How Radiant Docs works

Radiant Docs helps teams keep documentation useful without forcing every change through the same workflow. Writers can edit in the dashboard, developers can work from source files, and the writing agent can help revise docs from plain language instructions.

All of those workflows update the same docs source. Radiant then builds, publishes, and indexes the docs so readers can browse pages, search content, and ask questions in natural language.

The product model

Radiant is built around one source of truth and several ways to change it.

LayerWhat it doesWhy it matters
Docs sourceStores docs.json, MDX pages, images, videos, and OpenAPI filesKeeps content portable and reviewable
Authoring toolsLet people edit visually, with the agent, or from source filesLets each contributor use the workflow that fits the change
PublishingBuilds the docs site and deploys updatesTurns reviewed changes into a live reader experience
Assistant contextIndexes published docs and approved context sourcesLets readers ask natural-language questions and get cited answers

One source, several editors

Radiant supports multiple authoring styles because docs work rarely belongs to one kind of teammate.

  • Use the dashboard for small edits, page organization, settings, and no-code publishing.
  • Use the writing agent when you want help drafting, rewriting, restructuring, or cleaning up docs.
  • Use Markdown and docs.json when you want direct source control, local preview, and Git-based review.

These are not separate docs systems.
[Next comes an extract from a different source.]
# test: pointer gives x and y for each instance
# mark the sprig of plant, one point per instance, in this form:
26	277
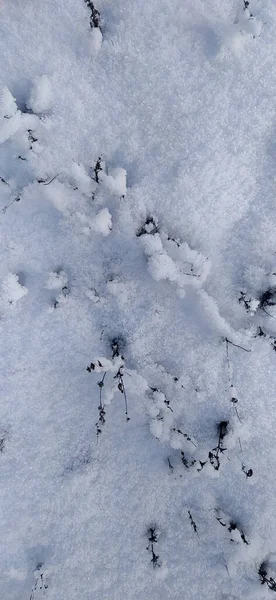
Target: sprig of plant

They are different ways to update the same documentation source.

Draft, publish, deploy

Dashboard and agent-assisted changes are made in a draft. Saving keeps the draft up to date. Publishing moves the draft into the live docs source and starts a deployment.

For GitHub-backed projects, source-file changes can also start deployments when they are pushed to the connected branch. Radiant watches for relevant docs changes, builds the site, and shows deployment progress from the dashboard Overview page.

Docs as an answer surface

Radiant docs are meant to be read by people and used as context for answers. Clear headings, step titles, tables, links, and OpenAPI descriptions help readers scan pages and help Ask AI retrieve the right source material.

That is why the best Radiant docs include both:

  • Practical steps for completing tasks.
  • Conceptual context that explains when, why, and how a feature should be used.

When a user asks the assistant a question, Radiant retrieves relevant approved context, generates an answer, and links back to the source pages it used.